The undeniable fact sank in. Chambers threw a clipboard against the pavement.
“What the hell do we do now?” asked Frieze.
“Now we hit them hard,” said Chambers. “Nolan, are the teams ready to breach the entrances?”
“Yes, sir. The explosives are in place.”
“Have them be in position and hold for my order. Let’s smoke out those sons of bitches.”
2:18 p.m.
The desk squealed as Paiman pushed it against the outer door of the control room. Soroush watched from the window of the situation room. He had decided not to have him go after Morgan and his daughter, but to wait for Masud to bring down Ramadani. That was the prime target. Morgan was nothing more than a distraction, a rock in his shoe. From behind him, Soroush heard the clamor of the two men descending a steel ladder. Ramadani emerged first from the door, visible through the floor-to-ceiling window of the raised situation room. Masud came next.

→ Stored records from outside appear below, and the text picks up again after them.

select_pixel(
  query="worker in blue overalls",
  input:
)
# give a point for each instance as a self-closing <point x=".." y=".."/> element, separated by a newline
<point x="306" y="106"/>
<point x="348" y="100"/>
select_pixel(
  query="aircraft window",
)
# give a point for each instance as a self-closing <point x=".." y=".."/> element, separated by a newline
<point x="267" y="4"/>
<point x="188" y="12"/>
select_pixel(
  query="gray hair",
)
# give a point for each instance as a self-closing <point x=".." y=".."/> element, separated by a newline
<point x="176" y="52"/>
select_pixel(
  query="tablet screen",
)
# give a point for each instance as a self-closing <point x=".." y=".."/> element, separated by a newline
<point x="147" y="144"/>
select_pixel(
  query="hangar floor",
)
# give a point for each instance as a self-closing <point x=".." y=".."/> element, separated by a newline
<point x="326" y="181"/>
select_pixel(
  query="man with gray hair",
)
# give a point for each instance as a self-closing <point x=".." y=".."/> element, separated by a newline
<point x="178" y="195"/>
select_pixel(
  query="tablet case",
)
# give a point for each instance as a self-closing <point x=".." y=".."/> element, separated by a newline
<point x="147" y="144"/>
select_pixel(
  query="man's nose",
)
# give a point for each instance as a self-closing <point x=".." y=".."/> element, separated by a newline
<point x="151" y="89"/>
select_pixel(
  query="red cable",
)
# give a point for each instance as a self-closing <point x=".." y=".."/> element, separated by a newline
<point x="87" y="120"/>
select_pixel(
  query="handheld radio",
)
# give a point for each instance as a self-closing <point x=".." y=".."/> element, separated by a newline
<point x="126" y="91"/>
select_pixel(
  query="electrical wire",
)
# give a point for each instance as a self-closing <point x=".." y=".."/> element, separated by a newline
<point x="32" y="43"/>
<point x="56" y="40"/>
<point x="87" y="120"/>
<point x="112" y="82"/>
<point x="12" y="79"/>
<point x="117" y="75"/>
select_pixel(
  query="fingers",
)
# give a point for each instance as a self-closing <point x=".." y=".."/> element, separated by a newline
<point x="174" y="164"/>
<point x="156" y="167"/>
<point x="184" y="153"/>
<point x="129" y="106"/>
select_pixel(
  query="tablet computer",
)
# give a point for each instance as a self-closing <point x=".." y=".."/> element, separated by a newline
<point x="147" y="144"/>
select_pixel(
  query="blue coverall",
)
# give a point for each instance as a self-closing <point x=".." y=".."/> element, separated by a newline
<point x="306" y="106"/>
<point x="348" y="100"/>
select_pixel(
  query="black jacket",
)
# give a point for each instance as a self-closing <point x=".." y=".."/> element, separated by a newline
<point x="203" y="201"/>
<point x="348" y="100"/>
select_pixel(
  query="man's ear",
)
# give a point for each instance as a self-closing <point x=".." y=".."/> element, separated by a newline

“Give me the cell phone you took from Morgan,” said Soroush as Masud escorted Ramadani down the stairs. Soroush took the Nokia brick phone from Paiman and hit redial. It rang twice, and then a man picked up.
“This is Chambers. Morgan, where is Ramadani?”
“I’m afraid I have some bad news,” said Soroush. “Morgan is gone, and we have custody of Navid Ramadani now.”
“Who is this?”
“I will now offer you proof,” said Soroush. He held the phone near Ramadani’s mouth. “Speak.”
“This is President Navid Ramadani. I am a hostage to—”
Soroush pulled away the phone before he could say the name and backhanded the President. “You come in now,” he said, “and he dies. Along with as many other innocent bystanders we can take with us.”
2:34 p.m.
Morgan led Alex to the safest place he could think of inside Grand Central—underground. He tramped down the steel staircase toward the basement from which he’d come, above Track 61. He felt tired. His legs were weak. Now that they were away from danger, his pace slowed and he felt the deep weariness of the day.
“Dad,” Alex whispered. “I’m sorry. I didn’t mean for that to happen. I swear, I—”
“Don’t,” he said. “You risked everything to save me. I can’t blame you for that. I did the same. I did worse.”
“Dad . . .”
They reached the short service hallway where Morgan had hidden from the MTA police earlier that day, with its twisting pipes. It seemed so long ago now.
“It’s okay,” said Morgan. “I just need to sit down for a while.”
He rested against the cool concrete wall, shirt clinging to his back with sweat. He closed his eyes, shutting out the dim light. The only sound came from Alex, sitting opposite him and sobbing.